New Delhi, May 15 (NIE): The Supreme Court on Tuesday will pronounce its verdict in a 1988 road rage case in which cricketer-turned-politician Navjot Singh Sidhu was convicted and sentenced to three years’ imprisonment by the Punjab and Haryana High Court.
The judgment will be on a plea by Sidhu, now Punjab’s Tourism Minister, against a three-year jail term awarded to him in the case. A bench of Justices J Chelameswar and Sanjay Kishan Kaul will pronounce its verdict in the case around 10:30 am. The bench had, on April 18, reserved its judgment in the case.
There are two accused in the case – Sidhu and Rupinder Singh Sandhu – who was also convicted and sentenced to three-years in jail.

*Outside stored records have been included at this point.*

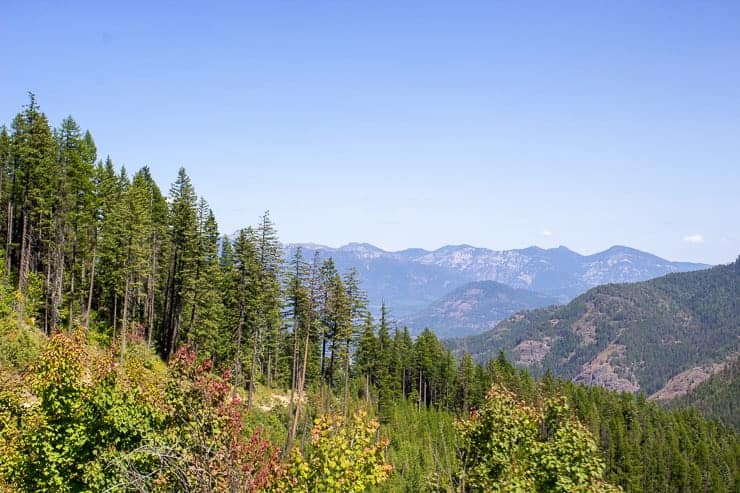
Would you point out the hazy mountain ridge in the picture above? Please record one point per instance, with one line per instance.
(473, 308)
(635, 336)
(409, 280)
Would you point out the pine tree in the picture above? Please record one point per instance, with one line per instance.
(182, 252)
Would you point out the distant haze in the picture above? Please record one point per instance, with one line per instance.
(499, 124)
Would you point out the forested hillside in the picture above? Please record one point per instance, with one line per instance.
(627, 336)
(473, 308)
(140, 350)
(412, 279)
(718, 397)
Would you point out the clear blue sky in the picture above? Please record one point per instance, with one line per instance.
(411, 124)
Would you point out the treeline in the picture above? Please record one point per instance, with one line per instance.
(88, 245)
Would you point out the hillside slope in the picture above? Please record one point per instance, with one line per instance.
(627, 336)
(718, 397)
(409, 280)
(474, 308)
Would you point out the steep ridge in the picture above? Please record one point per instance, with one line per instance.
(409, 280)
(630, 337)
(473, 308)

Sidhu, who quit the BJP and joined Congress before the previous Punjab assembly elections and is currently the Tourism Minister of Punjab – and Sandhu were acquitted by the trial court in September 1999. However, the High Court reversed this in December 2006 and held them guilty of culpable homicide not amounting to murder. They challenged this in the Supreme Court which stayed the conviction pending the appeal in 2007.

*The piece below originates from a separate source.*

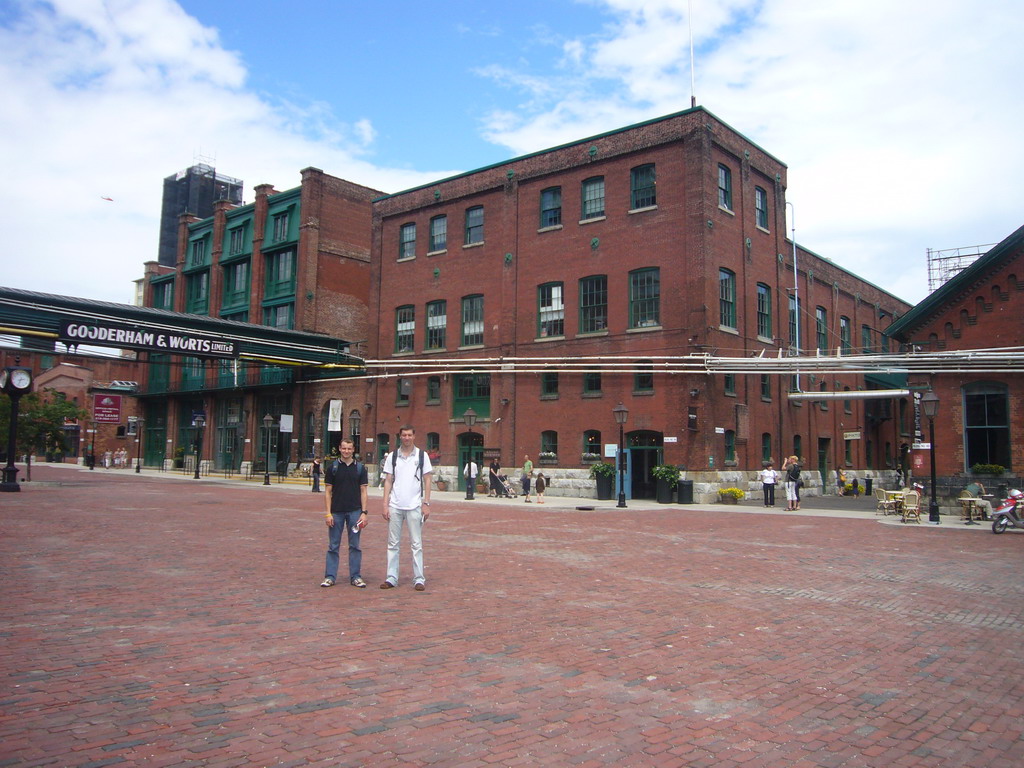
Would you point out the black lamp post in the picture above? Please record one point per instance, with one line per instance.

According to the prosecution, the duo who were in a Gypsy had an altercation with Gurnam Singh near the Sheranwala Gate Crossing on December 27, 1988 when the latter asked them to give way to their car. Police claimed that Singh was beaten up by Sidhu who later fled the crime scene. The victim was taken to a hospital where he was declared dead.
Senior advocate R S Cheema representing Sidhu, had questioned the evidence brought on record by the prosecution, saying “the most baffling and disturbing issue in the case is what we have on record with regard to the cause of death. The evidence brought on record was obscure, indefinite and also contradictory.”Cheema contended that the medical opinion was “vague.”
The Amarinder Singh-led Congress government on April 12 backed the conviction of the duo.
The state also thrashed the defence out up by Sidhu that the victim had died of cardiac arrest and said, “there is not a single evidence which suggest that the cause of death was cardiac arrest and not brain hemorrhage.”
A bench of Justices J Chelameswar and S K Kaul reserved its order with the accused telling the court that evidence about the cause of death of the victim Gurnam Singh was “contradictory” and the medical opinion “vague”.